If you’d like to read more on some interesting topics including, but not limited to negative feedback and bias correction, I find these papers especially helpful:
- Benefiting From Negative Yet Informative Feedback by Contrasting Opposing Sequential Patterns: The authors trained two transformer models: one for positive actions and one for negative, and compared the patterns between them, slightly outperforming the state-of-the-art deep model, SASRec.
- Unobserved Negative Items in Recommender Systems: Challenges and Solutions for Evaluation and Learning: Models often assume that items a user has never seen are “negative,” which can distort training results. The paper proposed a statistical correctional method called inverse probability weighing as a way to make these evaluations more reliable.

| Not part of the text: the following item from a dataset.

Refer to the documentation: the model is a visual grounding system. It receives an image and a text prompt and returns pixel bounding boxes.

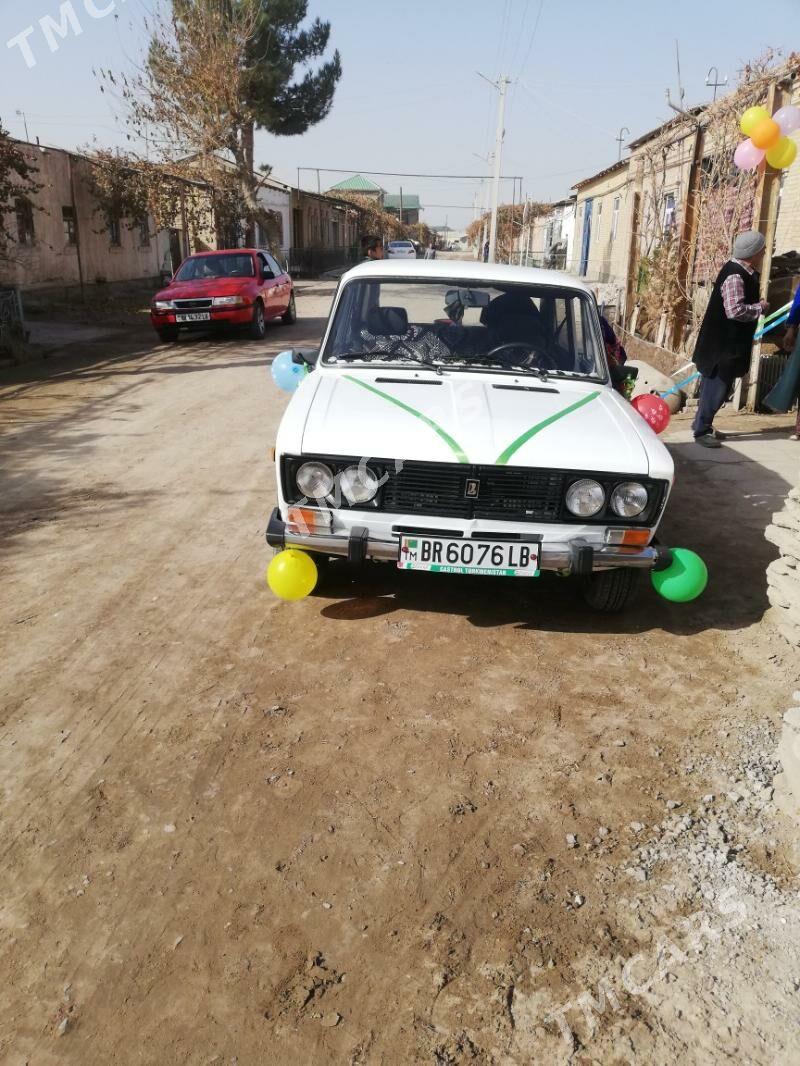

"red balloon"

- Addressing Multiple Hypothesis Bias in CTR Prediction for Ad Selection: This is one of the most relevant papers in our domain, proposing a post-processing calibration method that corrects bias in click-through rate (CTR) predictions. This approach can be paired with any model and has already improved cost per acquisition and CTR at LinkedIn.
- RecViz: Intuitive Graph-based Visual Analytics for Dataset Exploration and Recommender System Evaluation: Proposes using a graphics processing unit-accelerated visualization tool that helps teams quickly explore datasets and evaluate recommender models through interactive graph views.
- Revisiting the Performance of Graph Neural Networks for Session-based Recommendation: Shows that with proper tuning, older models like GRU4Rec can outperform newer graph neural networks. The results show that optimization and evaluation practices matter as much as investing in new architecture.
The Consensus
The dominant theme at RecSys 2025 was the growing integration of LLMs into recommendation systems. While these models show great promise, the field is still waiting for a true breakthrough. Key challenges include the dynamic nature of user interest and the trade-off between computational complexity and real-time performance. Those constraints continue to limit widespread adoption in production environments.
A few studies, such as the one presented by Google, demonstrated ways to combine advanced LLM techniques to better meet real-world applications. That signals that the industry is making meaningful progress.
Notably, it was striking how few sessions at RecSys 2025 focused on advertising or CTR prediction: a sign that some of the field’s most competitive advances remain behind closed doors, underscoring how much innovation is happening privately even as the broader research community moves forward.